Before we talk about how to work out CPU pin kinks: We’re only tackling pins on CPUs today, which these days means mostly mainstream AMD processors. We won’t get into the opposite scenario, where Intel (or AMD Threadripper) chips align with an array of pins in the motherboard socket itself (a “Land Grid Array,” or LGA).
Another caveat: while you can bend CPU pins back into proper alignment, they’re like paper clips: one too many times and they snap off. Pins can also be soldered back in place, but that’s a whole other ballgame. Some CPU pins can be dummy pins, as manufacturers will use a single socket type across numerous chip generations. If you break a pin off during your repair, there’s a chance the pin didn’t do anything in the first place. You can’t be totally sure until your first boot, so proceed with fixing other bent pins.
Luckily, pins can be fixed! Especially if they’ve only been bent once—your chance to bend them back without them snapping off are decent. That’s also a very good reasons to read item and condition descriptions carefully, and ask questions of sellers, if you’re thinking of trying to rescue a used CPU.

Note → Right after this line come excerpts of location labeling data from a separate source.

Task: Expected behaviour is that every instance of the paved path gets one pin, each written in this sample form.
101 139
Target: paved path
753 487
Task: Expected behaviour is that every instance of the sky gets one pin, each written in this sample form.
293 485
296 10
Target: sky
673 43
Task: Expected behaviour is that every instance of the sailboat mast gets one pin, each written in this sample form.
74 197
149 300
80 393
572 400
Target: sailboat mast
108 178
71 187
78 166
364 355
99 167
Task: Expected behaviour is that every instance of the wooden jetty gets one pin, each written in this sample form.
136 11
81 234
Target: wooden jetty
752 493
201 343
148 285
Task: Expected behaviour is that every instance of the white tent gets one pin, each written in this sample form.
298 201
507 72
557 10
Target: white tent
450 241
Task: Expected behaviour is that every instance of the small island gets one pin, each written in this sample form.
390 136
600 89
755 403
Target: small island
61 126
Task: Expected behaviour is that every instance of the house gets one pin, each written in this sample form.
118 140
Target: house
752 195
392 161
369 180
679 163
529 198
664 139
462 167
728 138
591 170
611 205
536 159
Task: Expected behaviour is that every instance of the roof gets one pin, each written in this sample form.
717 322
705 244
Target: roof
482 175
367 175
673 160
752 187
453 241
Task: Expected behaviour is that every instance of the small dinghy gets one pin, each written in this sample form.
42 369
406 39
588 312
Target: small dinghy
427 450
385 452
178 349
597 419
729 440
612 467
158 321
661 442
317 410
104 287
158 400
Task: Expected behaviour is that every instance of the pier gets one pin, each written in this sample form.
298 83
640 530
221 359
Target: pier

People use craft knives, mechanical pencils, and tweezers to bend back CPU pins. In order to keep entire rows straight, I prefer using long trapezoidal razor blades to span entire rows. The thickness of these box cutter replacement blades seem to match the distance between pin rows on a CPU, allowing you to move entire rows minute amounts. This is especially helpful if you’ve dropped a CPU and bent an entire side of pins (JayzTwoCents uses this method). If you’ve got a tricky single pin to bend, tweezers (maybe a lightly modified pair) can nudge it into place just enough so the razor blade can finish the job. But go slow, and real easy.
The beauty of AMD’s current PGA socket design is that once most pins are straight enough to fit the holes on the motherboard socket, they can be coaxed back into near-perfect alignment by closing the socket arm on the motherboard. The socket “grabs” the pins, further straightening them. If you’ve fitted your CPU into your socket such that it sinks in and sits flush, and no pins snapped off when you levered it into place, you’re in the clear. You may now proceed giving yourself a headache by sourcing and installing your other parts!
It’s a daunting process, especially if you’re not experienced building PCs, but the rewards can be great. Especially when the alternative is giving up on a processor with a tiny defect and heading back to the PC parts market once more, hat in hand. You can’t control global supply chains from your desk, but you can bend a little metal with a razor blade.